After my death : On peut disparaître ici sans même s’en apercevoir…

Devenu depuis des années l’un des cinémas les plus intéressants sur le plan mondial, le cinéma coréen ne cesse de dévoiler des pépites capables de toucher au cœur et de prendre aux tripes. Un peu plus tôt dans le mois, The Spy Gone North étonnait par sa densité narrative pourtant très claire et voici que débarque After my death, un drame poignant réalisé par Kim Ui-seok, dont c’est ici le premier long-métrage.

Pour son premier film, le réalisateur ne fait pas dans la dentelle et s’attaque frontalement à la société coréenne et l’un de ses principaux fléaux : le suicide des jeunes. After my death raconte l’histoire d’une disparition, celle de Kyung-min, une jeune lycéenne dont on a retrouvé le sac à dos dans une rivière sans pour autant retrouver de corps. Young-hee a été la dernière personne à l’avoir vue et semble cacher un secret. Dès lors, tout le monde, la mère de Kyung-min comme ses camarades de classe soupçonnent Young-hee d’être responsable de cette disparition dont il se murmure que ça pourrait être un suicide…

À travers ce drame, c’est toute la société coréenne que Kim Ui-seok ausculte. Une société si froide qu’elle est incapable d’éduquer ses enfants, ceux-ci grandissant avec un profond mal-être, semblant envisager le suicide avant d’avoir vingt ans, seule manière d’échapper à un monde qui ne tourne pas rond. Triste et amer constat que le film souligne, dénonçant la belle hypocrisie ambiante. En effet, quand Young-hee, persécutée par ses camarades, tente de se suicider mais échoue, tout le monde est aux petits soins pour elle y compris ses anciennes ennemies qui se trouvent désormais une autre victime à punir pour venger la disparition de Kyung-min.

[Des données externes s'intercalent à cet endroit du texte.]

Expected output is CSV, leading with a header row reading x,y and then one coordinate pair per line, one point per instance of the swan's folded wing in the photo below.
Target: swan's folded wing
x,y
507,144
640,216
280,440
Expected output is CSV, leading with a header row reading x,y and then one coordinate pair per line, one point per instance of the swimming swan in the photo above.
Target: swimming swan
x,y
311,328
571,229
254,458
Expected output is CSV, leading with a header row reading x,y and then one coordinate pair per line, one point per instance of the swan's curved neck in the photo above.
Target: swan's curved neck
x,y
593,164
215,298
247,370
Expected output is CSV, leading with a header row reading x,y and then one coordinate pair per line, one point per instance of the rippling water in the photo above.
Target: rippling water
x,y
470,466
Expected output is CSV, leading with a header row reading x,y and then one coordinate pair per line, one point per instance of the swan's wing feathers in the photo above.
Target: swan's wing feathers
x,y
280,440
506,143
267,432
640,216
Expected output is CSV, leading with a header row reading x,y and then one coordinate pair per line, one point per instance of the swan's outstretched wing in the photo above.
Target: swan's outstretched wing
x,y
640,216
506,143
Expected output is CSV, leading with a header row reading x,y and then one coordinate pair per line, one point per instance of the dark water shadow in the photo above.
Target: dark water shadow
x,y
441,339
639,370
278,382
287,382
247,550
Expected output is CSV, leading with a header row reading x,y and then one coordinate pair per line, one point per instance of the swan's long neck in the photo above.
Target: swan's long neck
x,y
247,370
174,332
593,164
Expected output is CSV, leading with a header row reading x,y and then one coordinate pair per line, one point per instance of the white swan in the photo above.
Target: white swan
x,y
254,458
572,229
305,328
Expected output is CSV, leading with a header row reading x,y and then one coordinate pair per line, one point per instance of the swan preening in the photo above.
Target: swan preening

Mais là où After my death déjoue nos attentes, c’est qu’il ne répond pas à sa question centrale. Qu’est-ce qui a poussé Kyung-min au suicide ? Est-ce vraiment Young-hee dont les paroles ont abondé dans ce sens ? La pression sociale mise à l’école ? Ou celle des parents, visiblement pas irréprochables ? Certainement un peu de tout ça. Comment envisager le futur avec espoir quand les personnes censées être là pour nous aider à nous accomplir dans notre vie sont aussi froides et moralement irresponsables ? L’école s’y montre frigide, pensant plus à sa réputation face à cette disparition qu’au bien-être des élèves. C’est au cours d’une conversation anodine dans des toilettes qu’ils décident de relancer leur programme de prévention pour le suicide sans pour autant chercher plus. Le père de Kyung-min n’attend pas deux jours avant d’envisager de déclarer aux assurances un accident plutôt qu’un suicide afin de toucher plus d’argent. Et la mère, à priori la plus humaine, s’avère finalement tout aussi incompétente que les autres.

Face au malaise de la jeunesse, la société n’a rien d’autre à proposer qu’une vive ignorance du problème pour se recentrer sur l’absolue nécessité de la réussite sociale et de se fondre dans le moule. Un constat alarmant que Kim Ui-seok met en exergue à travers une mise en scène implacable, composée de plans statiques isolant sans cesse ses personnages parmi la foule. Impossible de ne pas être saisi d’une boule au ventre à force de voir combien Young-hee est sans cesse isolée, mise au ban par les autres personnages mais aussi par le cadre. Une telle maîtrise de la mise en scène, simple et limpide, impressionne pour un premier film et promet la naissance d’un cinéaste sur lequel il faudra certainement compter. After my death en est la superbe (et terrible) preuve.